Russia's central bank unexpectedly reduced its key interest rate on Friday, after holding it steady for three sessions in a row, and said it could lower it further as inflation slowdown was faster-than-expected amid an economic recovery though risks remain elevated.

The Board of Directors decided to reduce the key rate from 10.00 percent to 9.75 percent, the Bank of Russia said in a statement.

Policymakers noted that inflation slowdown overshoots the forecast, inflation expectations continue to decline and economic activity recovers. However, inflation risks have slightly dropped but remain elevated, they added.

"In these circumstances, given the moderately tight monetary policy, the 4 percent inflation target will be achieved by the end of 2017 and will be maintained at this level further," the bank said.

"While assessing evolving inflation dynamics and economic developments against the forecast, the Bank of Russia admits the possibility of cutting the key rate gradually in coming Q2-Q3."

The bank forecast inflation to ease to 4 percent by the end of this year and will remain within this target range in 2018-2019. Price growth was 4.3 percent in the first twenty days of March versus 5 percent in January.

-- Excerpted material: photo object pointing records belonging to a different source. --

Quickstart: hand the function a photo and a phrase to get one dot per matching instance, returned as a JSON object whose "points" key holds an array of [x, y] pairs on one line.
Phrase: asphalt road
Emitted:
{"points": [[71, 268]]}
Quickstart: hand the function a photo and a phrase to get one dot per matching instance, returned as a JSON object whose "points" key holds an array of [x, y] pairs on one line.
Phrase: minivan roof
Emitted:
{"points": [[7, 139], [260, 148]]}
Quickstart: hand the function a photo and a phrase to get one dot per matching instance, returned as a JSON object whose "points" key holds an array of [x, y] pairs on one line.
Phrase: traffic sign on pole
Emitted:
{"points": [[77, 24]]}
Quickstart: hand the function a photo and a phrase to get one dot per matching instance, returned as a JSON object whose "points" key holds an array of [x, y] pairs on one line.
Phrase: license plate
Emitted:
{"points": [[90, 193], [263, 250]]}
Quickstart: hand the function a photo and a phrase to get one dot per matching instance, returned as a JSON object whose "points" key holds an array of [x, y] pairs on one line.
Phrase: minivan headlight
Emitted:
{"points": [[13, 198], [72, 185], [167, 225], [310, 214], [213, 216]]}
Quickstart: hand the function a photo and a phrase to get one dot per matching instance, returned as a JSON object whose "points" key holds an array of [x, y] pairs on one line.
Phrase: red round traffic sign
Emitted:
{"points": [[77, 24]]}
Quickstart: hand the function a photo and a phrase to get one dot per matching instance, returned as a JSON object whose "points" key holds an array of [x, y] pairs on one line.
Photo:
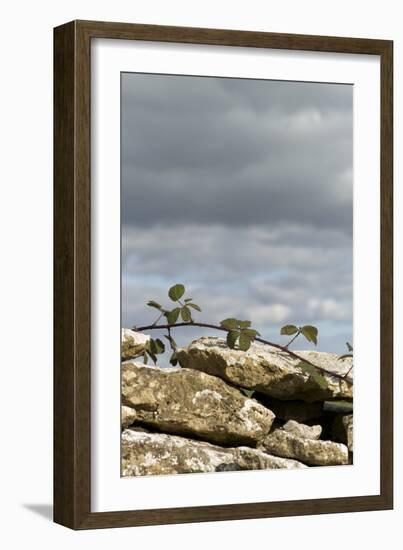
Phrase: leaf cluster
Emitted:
{"points": [[308, 331], [184, 309], [350, 349], [239, 333]]}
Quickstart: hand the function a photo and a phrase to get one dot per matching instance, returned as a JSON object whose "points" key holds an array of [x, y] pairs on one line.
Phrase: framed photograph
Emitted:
{"points": [[223, 258]]}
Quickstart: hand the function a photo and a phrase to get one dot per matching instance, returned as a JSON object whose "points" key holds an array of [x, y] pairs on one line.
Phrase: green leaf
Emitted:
{"points": [[152, 346], [160, 345], [244, 341], [232, 337], [151, 303], [171, 341], [229, 323], [314, 374], [153, 356], [252, 333], [176, 292], [289, 330], [345, 356], [310, 333], [172, 316], [186, 314]]}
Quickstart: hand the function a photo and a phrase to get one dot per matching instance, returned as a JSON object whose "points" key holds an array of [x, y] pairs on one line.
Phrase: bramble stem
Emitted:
{"points": [[261, 340], [292, 339]]}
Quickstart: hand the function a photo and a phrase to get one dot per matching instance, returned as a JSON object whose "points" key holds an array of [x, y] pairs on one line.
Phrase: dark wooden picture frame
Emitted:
{"points": [[72, 270]]}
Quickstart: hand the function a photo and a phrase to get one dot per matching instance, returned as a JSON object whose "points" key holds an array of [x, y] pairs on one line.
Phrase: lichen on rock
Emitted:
{"points": [[132, 344], [308, 451], [302, 430], [193, 403], [267, 370], [156, 453]]}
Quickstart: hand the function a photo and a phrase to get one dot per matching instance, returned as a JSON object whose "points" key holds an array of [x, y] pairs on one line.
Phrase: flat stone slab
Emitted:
{"points": [[133, 344], [302, 430], [268, 370], [192, 403], [157, 454], [308, 451]]}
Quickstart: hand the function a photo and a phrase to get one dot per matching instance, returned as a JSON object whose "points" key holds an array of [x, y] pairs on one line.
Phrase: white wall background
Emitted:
{"points": [[26, 271]]}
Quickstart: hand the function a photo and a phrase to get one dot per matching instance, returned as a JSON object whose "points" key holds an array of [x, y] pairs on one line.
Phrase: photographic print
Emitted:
{"points": [[215, 191], [236, 274]]}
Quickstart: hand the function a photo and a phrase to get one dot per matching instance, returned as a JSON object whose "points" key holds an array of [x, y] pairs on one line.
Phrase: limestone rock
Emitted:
{"points": [[302, 430], [128, 416], [133, 343], [308, 451], [267, 369], [297, 410], [344, 407], [342, 429], [154, 453], [193, 403]]}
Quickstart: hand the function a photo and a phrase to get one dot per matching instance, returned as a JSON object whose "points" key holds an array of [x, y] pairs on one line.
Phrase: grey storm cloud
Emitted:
{"points": [[250, 152], [241, 190]]}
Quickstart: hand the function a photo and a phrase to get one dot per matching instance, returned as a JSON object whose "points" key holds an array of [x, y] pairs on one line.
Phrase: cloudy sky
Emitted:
{"points": [[242, 191]]}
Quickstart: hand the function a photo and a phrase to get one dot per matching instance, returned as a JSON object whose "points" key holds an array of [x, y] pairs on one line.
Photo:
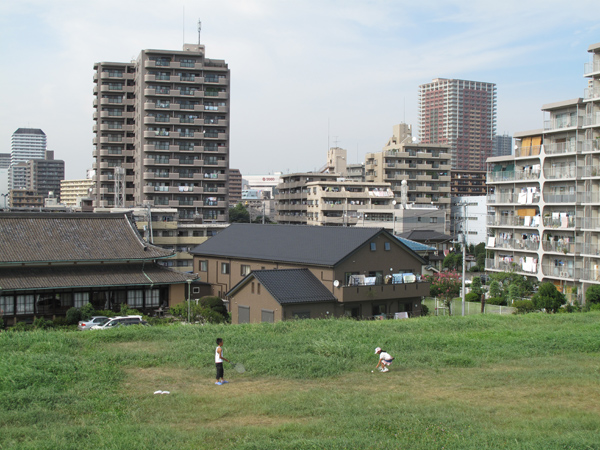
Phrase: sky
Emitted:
{"points": [[305, 74]]}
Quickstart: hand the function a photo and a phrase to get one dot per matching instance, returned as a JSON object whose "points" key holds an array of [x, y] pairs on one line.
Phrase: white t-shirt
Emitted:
{"points": [[385, 356]]}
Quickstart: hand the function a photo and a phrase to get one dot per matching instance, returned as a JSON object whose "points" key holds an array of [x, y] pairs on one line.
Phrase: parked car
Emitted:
{"points": [[94, 320], [120, 321]]}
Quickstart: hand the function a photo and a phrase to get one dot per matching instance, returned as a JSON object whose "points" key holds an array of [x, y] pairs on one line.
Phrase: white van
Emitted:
{"points": [[120, 321]]}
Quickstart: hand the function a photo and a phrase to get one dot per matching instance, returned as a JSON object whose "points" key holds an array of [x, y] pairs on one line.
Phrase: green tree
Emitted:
{"points": [[445, 285], [548, 298], [495, 289], [239, 214], [592, 295]]}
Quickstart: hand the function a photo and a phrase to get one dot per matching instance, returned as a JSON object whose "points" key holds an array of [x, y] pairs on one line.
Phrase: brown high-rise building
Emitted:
{"points": [[460, 114], [161, 127]]}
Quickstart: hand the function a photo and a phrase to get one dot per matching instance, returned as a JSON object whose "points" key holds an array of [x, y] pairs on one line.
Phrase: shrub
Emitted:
{"points": [[21, 326], [39, 323], [60, 322], [73, 316], [496, 301], [472, 297], [592, 294], [523, 306], [548, 298]]}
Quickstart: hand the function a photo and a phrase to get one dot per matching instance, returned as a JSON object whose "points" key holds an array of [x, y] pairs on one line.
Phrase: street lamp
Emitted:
{"points": [[189, 300]]}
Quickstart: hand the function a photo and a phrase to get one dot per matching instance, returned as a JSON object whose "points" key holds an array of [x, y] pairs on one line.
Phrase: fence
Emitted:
{"points": [[438, 308]]}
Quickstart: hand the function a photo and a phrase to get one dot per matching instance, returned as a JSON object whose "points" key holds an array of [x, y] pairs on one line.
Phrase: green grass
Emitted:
{"points": [[476, 382]]}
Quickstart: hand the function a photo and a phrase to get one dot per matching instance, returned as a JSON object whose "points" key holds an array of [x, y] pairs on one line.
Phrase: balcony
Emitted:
{"points": [[563, 147], [557, 271], [532, 150], [384, 291], [591, 68]]}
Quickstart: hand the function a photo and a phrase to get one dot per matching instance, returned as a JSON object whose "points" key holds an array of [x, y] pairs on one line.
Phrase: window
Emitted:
{"points": [[25, 304], [80, 299], [267, 316], [135, 298], [7, 305], [152, 297]]}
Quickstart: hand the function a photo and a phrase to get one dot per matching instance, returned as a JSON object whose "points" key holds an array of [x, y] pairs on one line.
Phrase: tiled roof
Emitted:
{"points": [[290, 286], [287, 243], [425, 235], [94, 275], [52, 237], [415, 246]]}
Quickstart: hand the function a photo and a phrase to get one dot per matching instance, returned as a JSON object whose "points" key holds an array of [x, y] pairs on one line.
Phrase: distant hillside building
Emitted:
{"points": [[27, 144], [424, 167]]}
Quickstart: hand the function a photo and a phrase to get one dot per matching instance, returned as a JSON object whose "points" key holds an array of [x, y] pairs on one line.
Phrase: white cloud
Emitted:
{"points": [[295, 65]]}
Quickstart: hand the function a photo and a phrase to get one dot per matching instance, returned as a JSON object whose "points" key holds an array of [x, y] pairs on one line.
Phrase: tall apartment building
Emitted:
{"points": [[468, 182], [46, 175], [545, 199], [460, 114], [234, 186], [161, 133], [502, 145], [26, 144], [73, 191], [425, 167]]}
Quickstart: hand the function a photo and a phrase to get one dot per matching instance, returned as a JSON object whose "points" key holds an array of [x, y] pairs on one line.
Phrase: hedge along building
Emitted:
{"points": [[50, 262], [362, 268]]}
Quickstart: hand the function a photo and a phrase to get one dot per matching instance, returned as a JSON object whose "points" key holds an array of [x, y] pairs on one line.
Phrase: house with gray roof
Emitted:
{"points": [[367, 270], [50, 262]]}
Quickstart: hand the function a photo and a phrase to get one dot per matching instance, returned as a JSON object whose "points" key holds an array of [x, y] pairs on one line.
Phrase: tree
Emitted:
{"points": [[495, 289], [239, 214], [445, 285], [548, 298], [592, 295]]}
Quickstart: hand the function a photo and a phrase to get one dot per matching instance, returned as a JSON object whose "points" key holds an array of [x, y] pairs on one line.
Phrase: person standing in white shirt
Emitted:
{"points": [[385, 359]]}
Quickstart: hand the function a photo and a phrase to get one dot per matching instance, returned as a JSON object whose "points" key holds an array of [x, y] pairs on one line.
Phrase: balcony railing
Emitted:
{"points": [[558, 270], [512, 176]]}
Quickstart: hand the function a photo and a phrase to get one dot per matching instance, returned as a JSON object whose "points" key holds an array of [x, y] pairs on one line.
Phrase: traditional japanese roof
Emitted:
{"points": [[425, 236], [303, 244], [416, 246], [289, 286], [96, 275], [72, 237]]}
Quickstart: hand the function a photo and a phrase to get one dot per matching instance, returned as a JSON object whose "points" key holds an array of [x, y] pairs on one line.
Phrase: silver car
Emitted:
{"points": [[94, 320]]}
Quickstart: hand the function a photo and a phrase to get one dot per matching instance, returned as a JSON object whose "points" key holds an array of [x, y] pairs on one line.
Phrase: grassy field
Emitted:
{"points": [[475, 382]]}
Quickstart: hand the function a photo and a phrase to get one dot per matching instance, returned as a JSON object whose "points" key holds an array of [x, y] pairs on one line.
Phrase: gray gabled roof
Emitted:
{"points": [[287, 243], [289, 286], [72, 237]]}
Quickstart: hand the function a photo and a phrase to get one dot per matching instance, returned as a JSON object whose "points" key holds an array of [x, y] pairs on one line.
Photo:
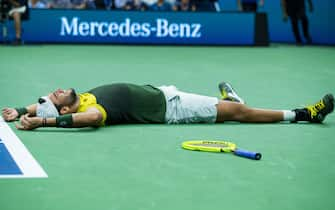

Moderately tight monetary policy will allow to limit their effects and maintain consumer price growth rates close to 4 percent, the bank said.

That said, rate-setters noted that risks that inflation will miss the 4 percent target by year-end have abated, but they remain in the medium term.

Economic growth was also proceeding at a faster-than-expected pace, the bank said. The bank forecast GDP growth of 1-1.5 percent this year and by 1-2 percent in 2018-2019.

The bank said that the forecast is based on the assumption of an oil price reduction to $40 per barrel by the end of 2017.